Some sneak into shelters at night and then slip out in the morning, praying they won't be noticed. Others avoid government help altogether, preferring to ride out the chaos and destruction alone in a foreign land.
For illegal immigrants, the aftermath of Hurricane Katrina (search) has meant not only living without a home, money or belongings, but also steering clear of the government officials who have flocked to the area, for fear of deportation.
Tens of thousands of illegal immigrants live in the hardest-hit areas, although nobody knows exactly how many. Jeffrey Passel of the Pew Hispanic Center (search) gave a conservative estimate of 20,000 to 35,000 in Louisiana, Mississippi and Alabama.
Mexican President Vicente Fox (search) appealed to one of the largest illegal populations in the devastated region with messages in English and Spanish, urging them to seek help from Mexican consulates or U.S. rescue workers.
"We ask that you work without fear with the U.S. authorities and cooperate with them," he said. "Don't be afraid to follow rescue officials' directions. They are capable people."
But many, mindful of their long and dangerous voyage to the United States, have ignored Fox's advice, choosing to work with local churches or within tight-knit, Spanish-speaking communities.
Consular officials are struggling to reach out to their citizens, attempting to locate the missing and determine who might have died. Mexican officials have even set up "mobile consulates" for illegal immigrants living outside major cities.
So far, few are responding.
Mexican immigrant Juan Zamora, cast out of his New Orleans apartment, sought temporary shelter at a church in Denham Springs. He called his family to let them know he was fine, but was afraid to contact U.S. or Mexican officials.
"You feel destroyed because you're left with nothing and have to start all over again," said Zamora, 40, who arrived in New Orleans three years ago to work odd jobs.
Some immigrants have stayed in flooded homes and apartments to protect their belongings, knowing they will not be eligible for most federal aid.

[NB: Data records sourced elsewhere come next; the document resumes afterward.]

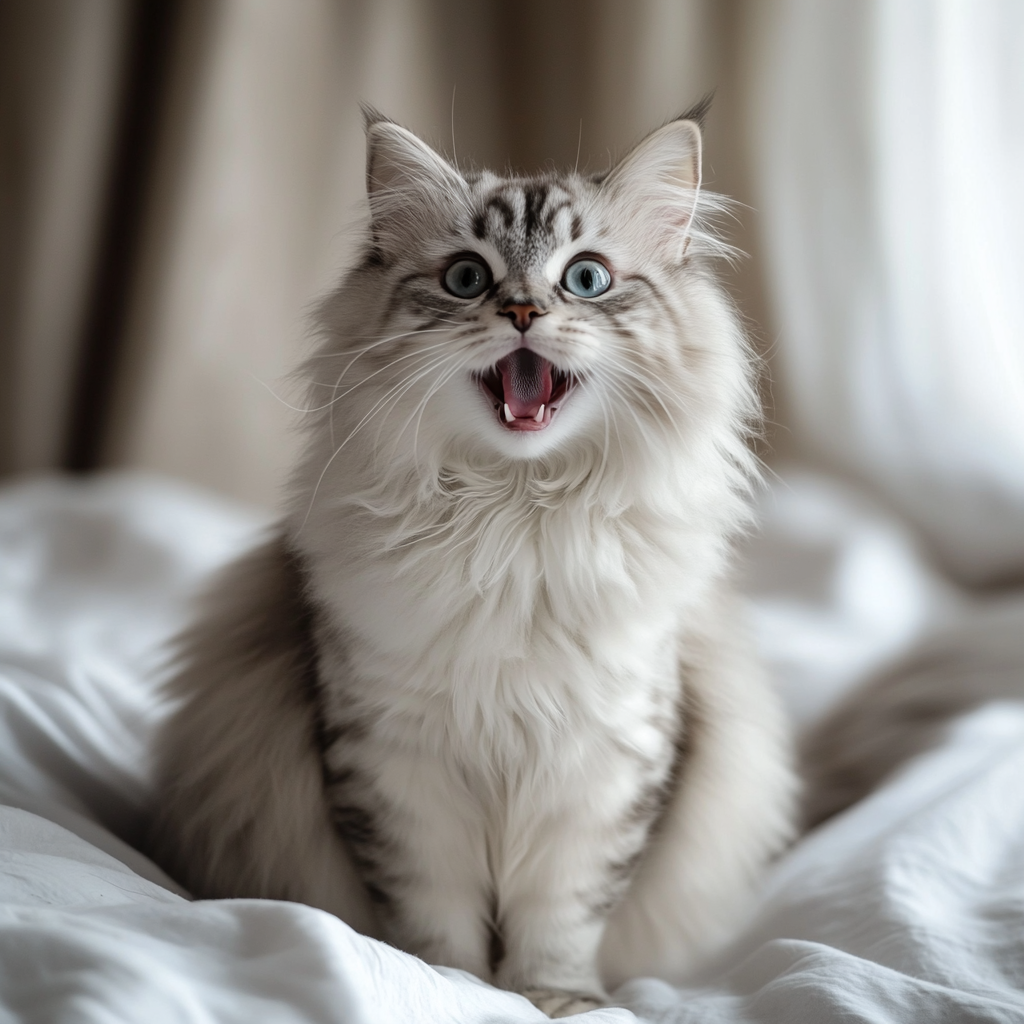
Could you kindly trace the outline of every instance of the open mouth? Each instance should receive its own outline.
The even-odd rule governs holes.
[[[506,430],[543,430],[577,383],[529,348],[517,348],[477,380]]]

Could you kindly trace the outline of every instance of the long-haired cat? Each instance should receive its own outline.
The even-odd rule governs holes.
[[[553,1015],[681,978],[791,834],[729,593],[753,360],[699,114],[609,173],[462,173],[369,112],[280,530],[181,647],[154,849]]]

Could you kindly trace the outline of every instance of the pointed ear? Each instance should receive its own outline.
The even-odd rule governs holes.
[[[455,168],[411,131],[369,108],[367,124],[367,195],[377,213],[411,193],[451,194],[463,185]]]
[[[679,254],[700,191],[700,127],[671,121],[648,135],[602,186],[629,207],[655,237],[679,243]]]

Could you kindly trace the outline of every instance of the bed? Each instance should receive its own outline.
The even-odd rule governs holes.
[[[957,592],[862,495],[792,470],[764,521],[746,589],[797,728],[936,635],[1024,673],[1024,601]],[[318,910],[191,901],[137,851],[165,641],[266,523],[141,475],[0,492],[0,1020],[545,1020]],[[689,987],[614,1002],[586,1020],[1024,1021],[1024,705],[974,709],[801,839]]]

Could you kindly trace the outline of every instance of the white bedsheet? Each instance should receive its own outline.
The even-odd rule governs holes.
[[[159,644],[262,522],[137,476],[0,493],[0,1021],[546,1019],[308,907],[189,902],[132,848]],[[970,642],[999,616],[1001,664],[1024,672],[1024,602],[961,597],[897,524],[821,478],[768,496],[750,589],[801,722],[952,623]],[[699,984],[641,979],[615,999],[586,1019],[1024,1021],[1024,705],[961,720],[799,843]]]

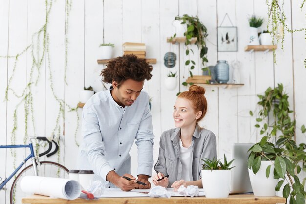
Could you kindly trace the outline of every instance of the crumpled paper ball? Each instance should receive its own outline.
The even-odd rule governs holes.
[[[177,192],[185,197],[190,196],[191,197],[197,197],[200,194],[198,187],[195,185],[188,185],[187,188],[181,185],[177,190]]]
[[[158,186],[152,188],[148,193],[152,198],[168,198],[171,197],[171,192],[167,190],[166,188]]]

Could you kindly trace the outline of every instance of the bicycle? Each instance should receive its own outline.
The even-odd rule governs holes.
[[[16,174],[19,170],[24,165],[26,162],[30,159],[32,159],[32,164],[26,166],[22,169],[15,179],[10,192],[10,202],[11,204],[19,204],[21,203],[21,199],[28,196],[27,194],[23,193],[20,188],[20,181],[22,179],[27,175],[40,176],[49,177],[58,177],[68,178],[69,170],[65,166],[57,163],[52,161],[39,161],[38,158],[35,157],[34,150],[33,147],[32,139],[37,139],[47,141],[49,144],[48,149],[42,153],[39,154],[39,157],[46,155],[47,157],[49,157],[55,154],[58,151],[59,146],[56,142],[52,140],[55,145],[55,150],[50,152],[52,148],[52,142],[49,141],[45,137],[32,137],[30,141],[27,145],[0,145],[0,148],[29,148],[30,150],[30,154],[22,162],[20,165],[16,168],[14,172],[0,184],[0,190],[4,188],[6,183]]]

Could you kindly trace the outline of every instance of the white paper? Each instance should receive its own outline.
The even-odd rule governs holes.
[[[64,199],[76,199],[81,193],[81,185],[76,181],[53,177],[26,176],[20,187],[25,193]]]
[[[117,198],[117,197],[149,197],[148,193],[150,189],[135,189],[130,191],[123,191],[120,188],[107,188],[104,190],[103,195],[99,196],[100,198]],[[184,196],[177,192],[175,192],[173,188],[167,188],[167,191],[171,192],[172,196]],[[199,196],[205,196],[203,189],[200,189]]]

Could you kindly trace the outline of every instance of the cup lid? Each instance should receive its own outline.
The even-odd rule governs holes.
[[[71,173],[71,174],[73,174],[73,173],[77,174],[78,173],[79,173],[79,171],[80,171],[79,170],[71,169],[71,170],[69,170],[69,172],[68,173],[69,174],[70,173]]]
[[[80,170],[79,171],[79,174],[94,174],[93,171],[90,170]]]

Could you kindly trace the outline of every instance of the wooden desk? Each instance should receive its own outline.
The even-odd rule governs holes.
[[[278,196],[259,197],[253,194],[230,195],[228,198],[222,199],[198,197],[173,197],[168,198],[148,197],[102,198],[98,199],[86,200],[78,198],[72,201],[47,196],[33,195],[22,200],[22,203],[32,204],[267,204],[285,203],[284,198]]]

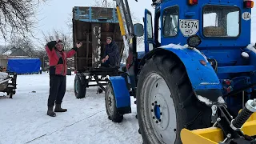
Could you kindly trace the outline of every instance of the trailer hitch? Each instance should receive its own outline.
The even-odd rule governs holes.
[[[248,100],[246,106],[238,115],[233,118],[226,109],[226,105],[212,106],[213,127],[222,129],[223,135],[226,138],[221,142],[222,144],[256,144],[256,139],[253,136],[244,134],[242,126],[249,119],[254,112],[256,112],[256,99]]]

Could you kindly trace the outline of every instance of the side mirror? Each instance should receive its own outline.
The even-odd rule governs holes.
[[[134,24],[134,34],[137,37],[141,37],[144,34],[143,25],[140,23],[136,23]]]
[[[192,48],[199,46],[202,40],[198,35],[192,35],[187,38],[187,44]]]

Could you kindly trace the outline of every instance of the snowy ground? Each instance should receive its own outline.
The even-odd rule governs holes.
[[[124,115],[122,123],[114,123],[107,118],[104,94],[96,94],[96,87],[90,87],[86,98],[77,99],[74,78],[74,74],[67,76],[62,106],[68,111],[51,118],[46,115],[48,74],[18,75],[13,99],[0,93],[0,144],[142,143],[134,99],[132,114]]]

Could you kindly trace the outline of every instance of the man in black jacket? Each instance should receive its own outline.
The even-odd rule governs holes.
[[[118,45],[114,41],[112,41],[110,37],[106,38],[106,50],[102,60],[102,66],[104,67],[115,67],[118,65],[119,59],[119,50]]]

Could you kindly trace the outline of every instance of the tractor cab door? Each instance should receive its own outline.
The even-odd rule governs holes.
[[[144,37],[145,54],[146,54],[154,48],[152,14],[146,9],[144,15]]]

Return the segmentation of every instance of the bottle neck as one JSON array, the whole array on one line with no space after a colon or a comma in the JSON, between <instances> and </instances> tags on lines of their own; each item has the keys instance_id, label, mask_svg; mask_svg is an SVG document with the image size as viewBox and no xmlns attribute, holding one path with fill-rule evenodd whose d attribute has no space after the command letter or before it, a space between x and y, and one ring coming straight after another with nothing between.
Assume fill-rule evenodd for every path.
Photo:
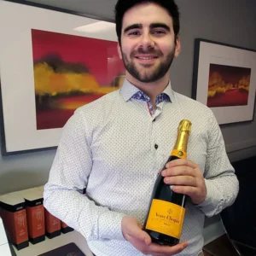
<instances>
[{"instance_id":1,"label":"bottle neck","mask_svg":"<svg viewBox=\"0 0 256 256\"><path fill-rule=\"evenodd\" d=\"M186 157L189 136L189 133L187 131L182 131L178 133L172 154L176 152L174 154L177 154L177 156L181 158ZM181 152L183 153L182 154L180 154Z\"/></svg>"}]
</instances>

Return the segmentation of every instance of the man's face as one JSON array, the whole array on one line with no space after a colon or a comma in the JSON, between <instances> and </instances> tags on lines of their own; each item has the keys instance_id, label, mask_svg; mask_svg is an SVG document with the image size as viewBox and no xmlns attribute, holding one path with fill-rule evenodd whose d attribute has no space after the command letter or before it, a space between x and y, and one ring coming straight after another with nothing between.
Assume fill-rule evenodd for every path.
<instances>
[{"instance_id":1,"label":"man's face","mask_svg":"<svg viewBox=\"0 0 256 256\"><path fill-rule=\"evenodd\" d=\"M131 77L152 83L168 75L179 50L178 38L175 44L172 19L165 9L147 3L125 14L119 53L128 79Z\"/></svg>"}]
</instances>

Rumors of deportations are rife, although U.S. officials have suspended for 45 days a requirement that employers check workers' identification. Fox also said the United States has promised not to send people home in the immediate aftermath, although Washington has not confirmed that.
In some cases, the decision to stay put has been fatal.
Four roommates — three Mexicans and a Honduran — decided to ride out the storm in their trailer in Marrero. They were asphyxiated by a faulty generator after the storm passed.
Jorge Vitanza, Honduras' vice consul to New Orleans, said his staff has been scouring refugee centers and Hispanic neighborhoods to see how many of the 150,000 Hondurans living in Louisiana need help.
Of the 9,600 Salvadorans in the affected area, only 40 have gone to shelters, said Margarita de Escobar, vice minister for Salvadorans living abroad.
About 40,000 Mexicans live in Louisiana and roughly 90 have been reported missing, said Juan Bosco Marti, director-general for North America at the Mexican Foreign Relations Department.
Mexican consular officials helped 297 Mexicans displaced by the hurricane as of Tuesday, repatriating 21 to Mexico at their request.
But Marti said most Mexicans fleeing the destruction have sought shelter with extended family rather than seeking government aid.
About half of Louisiana's 30,000 Vietnamese — many of whom fled war in their homeland decades ago — have taken refuge in churches or with friends and family in Houston, which also has a large Vietnamese population.
At a Baton Rouge camp, Hector Padilla, 49, a Honduran carpenter who lived in New Orleans, said many immigrants were talking of raids by immigration authorities.
Although Padilla said he had papers, he still was nervous.
"There is always fear when you aren't a U.S. citizen," he said. "There is always fear they will get you."